TEACHER TRAINING NEEDS FOR INCLUSIVE PEDAGOGY IN PAKISTAN AND COMPARABLE DEVELOPING CONTEXTS: A SYSTEMATIC NARRATIVE REVIEW OF PREPAREDNESS, BARRIERS, AND CAPACITY-BUILDING PRIORITIES
DOI:
https://doi.org/10.63878/qrjs1057Abstract
Inclusive education is currently a policy priority across the globe, but teacher preparedness is still in its infancy in many low-middle income countries such as Pakistan. While the Constitution and policy have committed to inclusion, implementation is hindered by limited teacher training, institutional barriers, the rigidity of the curriculum, and poor capacity-building systems in Pakistan. This systematic narrative review aims to present a synthesis of evidence regarding teacher training needs, barriers to inclusive pedagogy, preparedness of teachers for inclusive education, and frameworks of teacher capacity building in the context of Pakistan and similar developing contexts. A systematic narrative review approach was adopted. Studies were found using PubMed, OpenAlex, Semantic Scholar, Google Scholar, and journal databases.
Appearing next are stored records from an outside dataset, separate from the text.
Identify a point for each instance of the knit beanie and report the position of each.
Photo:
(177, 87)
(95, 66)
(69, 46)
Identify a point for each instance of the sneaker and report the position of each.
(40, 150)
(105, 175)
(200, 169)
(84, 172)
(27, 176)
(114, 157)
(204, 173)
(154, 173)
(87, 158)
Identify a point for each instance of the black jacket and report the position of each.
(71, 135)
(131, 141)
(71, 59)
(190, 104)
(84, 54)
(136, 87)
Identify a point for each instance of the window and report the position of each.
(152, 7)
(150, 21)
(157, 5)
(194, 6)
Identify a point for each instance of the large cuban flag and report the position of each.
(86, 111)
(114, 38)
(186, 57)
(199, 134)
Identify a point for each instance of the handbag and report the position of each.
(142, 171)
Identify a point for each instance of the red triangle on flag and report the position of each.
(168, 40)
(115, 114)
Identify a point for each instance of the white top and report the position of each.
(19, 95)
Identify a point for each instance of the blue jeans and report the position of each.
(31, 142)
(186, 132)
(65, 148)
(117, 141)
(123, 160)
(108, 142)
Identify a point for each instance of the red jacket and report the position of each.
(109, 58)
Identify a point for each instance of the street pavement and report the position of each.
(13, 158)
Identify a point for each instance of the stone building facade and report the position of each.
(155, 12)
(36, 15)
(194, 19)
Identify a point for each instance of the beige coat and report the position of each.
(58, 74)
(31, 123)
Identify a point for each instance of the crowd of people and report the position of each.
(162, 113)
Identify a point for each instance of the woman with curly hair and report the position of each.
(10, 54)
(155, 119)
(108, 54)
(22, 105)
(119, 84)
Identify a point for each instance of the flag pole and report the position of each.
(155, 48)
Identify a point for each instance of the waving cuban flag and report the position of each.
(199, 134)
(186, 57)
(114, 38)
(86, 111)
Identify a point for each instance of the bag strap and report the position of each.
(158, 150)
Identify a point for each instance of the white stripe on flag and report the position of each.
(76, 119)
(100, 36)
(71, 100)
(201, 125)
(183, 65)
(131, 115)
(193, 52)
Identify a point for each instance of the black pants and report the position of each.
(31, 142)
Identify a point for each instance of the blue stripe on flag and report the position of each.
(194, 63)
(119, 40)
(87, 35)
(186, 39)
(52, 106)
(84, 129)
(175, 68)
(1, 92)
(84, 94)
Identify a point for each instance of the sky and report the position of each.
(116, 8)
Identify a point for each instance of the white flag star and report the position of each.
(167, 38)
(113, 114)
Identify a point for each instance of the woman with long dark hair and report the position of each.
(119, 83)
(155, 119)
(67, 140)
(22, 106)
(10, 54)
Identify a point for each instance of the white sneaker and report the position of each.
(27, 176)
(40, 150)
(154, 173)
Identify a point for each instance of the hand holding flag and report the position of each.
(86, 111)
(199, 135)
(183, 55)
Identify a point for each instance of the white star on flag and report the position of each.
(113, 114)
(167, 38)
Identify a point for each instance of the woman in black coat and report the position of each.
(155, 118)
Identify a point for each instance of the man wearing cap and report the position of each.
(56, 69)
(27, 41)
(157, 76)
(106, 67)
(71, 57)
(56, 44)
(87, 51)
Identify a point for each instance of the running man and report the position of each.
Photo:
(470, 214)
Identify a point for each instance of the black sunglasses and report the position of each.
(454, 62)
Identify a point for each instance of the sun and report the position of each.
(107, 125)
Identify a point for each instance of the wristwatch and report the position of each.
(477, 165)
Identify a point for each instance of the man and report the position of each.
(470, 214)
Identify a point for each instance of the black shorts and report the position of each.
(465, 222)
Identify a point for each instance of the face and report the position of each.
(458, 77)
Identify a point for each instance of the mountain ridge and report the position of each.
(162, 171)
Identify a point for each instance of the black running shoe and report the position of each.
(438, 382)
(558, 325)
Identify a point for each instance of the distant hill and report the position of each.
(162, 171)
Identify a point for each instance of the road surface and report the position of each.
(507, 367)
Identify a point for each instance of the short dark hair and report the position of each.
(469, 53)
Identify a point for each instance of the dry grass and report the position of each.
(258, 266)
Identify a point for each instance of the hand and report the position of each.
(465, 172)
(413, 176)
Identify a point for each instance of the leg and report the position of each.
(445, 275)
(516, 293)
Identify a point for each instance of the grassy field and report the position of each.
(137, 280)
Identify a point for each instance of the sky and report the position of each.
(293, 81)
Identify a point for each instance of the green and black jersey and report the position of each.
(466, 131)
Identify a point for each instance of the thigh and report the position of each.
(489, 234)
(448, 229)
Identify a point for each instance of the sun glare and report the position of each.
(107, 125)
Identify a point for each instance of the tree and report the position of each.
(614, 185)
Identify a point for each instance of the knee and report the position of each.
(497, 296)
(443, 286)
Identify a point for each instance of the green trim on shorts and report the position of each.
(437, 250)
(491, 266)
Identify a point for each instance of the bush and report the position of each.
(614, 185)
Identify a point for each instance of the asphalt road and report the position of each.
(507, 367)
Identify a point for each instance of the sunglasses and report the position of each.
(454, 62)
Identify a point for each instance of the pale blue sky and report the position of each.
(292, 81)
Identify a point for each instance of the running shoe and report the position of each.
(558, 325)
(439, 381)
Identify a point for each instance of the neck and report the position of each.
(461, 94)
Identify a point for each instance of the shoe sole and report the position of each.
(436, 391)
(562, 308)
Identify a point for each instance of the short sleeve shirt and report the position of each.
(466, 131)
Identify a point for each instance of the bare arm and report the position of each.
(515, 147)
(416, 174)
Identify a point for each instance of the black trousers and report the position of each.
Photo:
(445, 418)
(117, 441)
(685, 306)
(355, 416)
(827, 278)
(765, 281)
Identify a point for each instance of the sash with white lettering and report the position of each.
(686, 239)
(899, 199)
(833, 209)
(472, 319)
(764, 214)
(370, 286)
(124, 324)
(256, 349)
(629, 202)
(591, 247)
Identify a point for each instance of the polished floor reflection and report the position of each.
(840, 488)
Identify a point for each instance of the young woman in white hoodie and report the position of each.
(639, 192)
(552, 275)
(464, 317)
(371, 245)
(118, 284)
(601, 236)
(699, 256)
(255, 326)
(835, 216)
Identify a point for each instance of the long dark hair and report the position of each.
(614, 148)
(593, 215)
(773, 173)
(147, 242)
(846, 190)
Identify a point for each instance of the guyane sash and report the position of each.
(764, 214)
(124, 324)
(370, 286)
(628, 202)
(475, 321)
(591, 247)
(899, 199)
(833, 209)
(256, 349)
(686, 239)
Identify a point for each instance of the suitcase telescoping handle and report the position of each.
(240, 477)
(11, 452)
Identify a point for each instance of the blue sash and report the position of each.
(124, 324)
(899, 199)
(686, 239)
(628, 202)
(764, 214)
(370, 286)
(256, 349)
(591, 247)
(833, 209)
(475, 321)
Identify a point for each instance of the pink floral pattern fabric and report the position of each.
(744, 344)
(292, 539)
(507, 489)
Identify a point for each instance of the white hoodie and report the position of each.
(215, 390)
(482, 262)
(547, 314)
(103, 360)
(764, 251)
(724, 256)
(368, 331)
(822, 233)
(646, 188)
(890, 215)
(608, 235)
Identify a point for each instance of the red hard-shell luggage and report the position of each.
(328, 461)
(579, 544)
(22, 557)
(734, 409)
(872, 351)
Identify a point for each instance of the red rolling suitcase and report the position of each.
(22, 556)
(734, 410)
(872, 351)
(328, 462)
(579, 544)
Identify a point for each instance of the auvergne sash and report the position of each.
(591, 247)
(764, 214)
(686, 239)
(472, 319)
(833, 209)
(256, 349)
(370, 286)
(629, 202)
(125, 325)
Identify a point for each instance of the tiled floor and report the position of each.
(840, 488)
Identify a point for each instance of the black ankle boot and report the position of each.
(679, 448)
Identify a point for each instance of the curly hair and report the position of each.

The sources included in the present study referred to teacher training, professional development, inclusive education, Universal Design for Learning, differentiated instruction, teacher self-efficacy, assistive technology, or institutional barriers. Relevance, methodological clarity, and context were evaluated in the assessment of evidence. Given the heterogeneity in study designs, levels of education, and country contexts, narrative synthesis was used. The findings suggest that there are ongoing challenges for teachers in applying inclusive pedagogy across 22 evidence sources included. Differentiated instruction, Universal Design for Learning, classroom management for diverse learners, assistive technology use, collaborative teaching, and inclusive assessment were identified as key training needs. Teacher self-efficacy proved to be a significant factor affecting implementation. Limited resources, inflexible curricula, inadequate professional development, lack of leadership support, and policy-practice disconnect were identified as institutional barriers. The challenges of inclusive pedagogy in Pakistan call for a change from policy commitment to symbolic to teacher development that is professionally supported, institutionally embedded, and equity-centered. Key actions are continuing in-service training, UDL integration, collaborative teaching models, assistive technology support, and coordinated capacity-building frameworks.